Kildare und Umgebung - wenn man eh schon mal in der Nähe ist ...
Ganz in der Nähe liegt das kleine Marktstädtchen Kildare, ein Besuch lohnt sich vor allem im Heritage Centre, wo man auf VR Tour gehen kann. Dort lernt man Einiges über die alten Mythen und Geschichten rund um die Curraghs. Alles Weitere hier: https://www.9lebenverlag.com/post/irland-grafschaft-kildare-die-5-besten-dinge-die-man-in-den-curraghs-tun-kann
Und weil man gerade hier ist - die Grafschaft Kildare hält noch einiges für neugierige Besucher bereit:
Hier 5 Ausflugstipps für die Grafschaft Kildare - auch der St. Brigid's Trail lohnt sich, wenn man jenseits ausgelatschter Touristenpfade unterwegs sein und Irland authentisch erleben möchte.
Kildare, eine der elegantesten Grafschaften Leinsters, hat viele Juwelen in ihrer sprichwörtlichen Krone - die Japanischen Gärten, das irische Nationalgestüt, den Donadea Forest Park und Castletown House. Doch nur wenige strahlen so hell wie die geschäftige Stadt Maynooth. Fährt man Richtung Leixlip wartet Irlands exzentrischstes Bauwerk auf einen - the wonderful barn. Wer auf Palladio steht und auf Follys, der sollte sich unbedingt zu einem der beeindruckendsten Landhäuser Irlands auf den Weg machen. In Celbridge, Grafschaft Kildare, ist Castletown House und sein weitläufiger Park zu finden.

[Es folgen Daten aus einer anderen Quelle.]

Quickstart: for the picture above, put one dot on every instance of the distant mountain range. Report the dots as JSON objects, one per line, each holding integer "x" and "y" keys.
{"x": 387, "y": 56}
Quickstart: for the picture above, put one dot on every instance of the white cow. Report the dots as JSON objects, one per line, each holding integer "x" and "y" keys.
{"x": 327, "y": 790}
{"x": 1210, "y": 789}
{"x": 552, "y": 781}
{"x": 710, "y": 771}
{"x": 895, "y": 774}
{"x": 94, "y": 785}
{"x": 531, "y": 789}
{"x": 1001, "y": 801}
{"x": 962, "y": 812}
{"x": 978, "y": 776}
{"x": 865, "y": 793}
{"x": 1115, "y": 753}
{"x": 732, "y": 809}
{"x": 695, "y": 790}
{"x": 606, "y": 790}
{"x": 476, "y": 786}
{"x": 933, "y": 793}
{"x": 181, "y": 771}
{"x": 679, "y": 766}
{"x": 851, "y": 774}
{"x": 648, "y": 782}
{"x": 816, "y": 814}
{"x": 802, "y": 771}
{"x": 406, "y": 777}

Das ruhige Städtchen Monasterevin im Süden von Kildare ist leider wegen zweier tragischer Ereignisse bekannt. Eines trug sich vor nicht allzu langer Zeit zu, am 3. Oktober 1975; das andere am 11. Juni 1798. In Irland findet man Geschichte und Geschichten buchstäblich an jeder Ecke.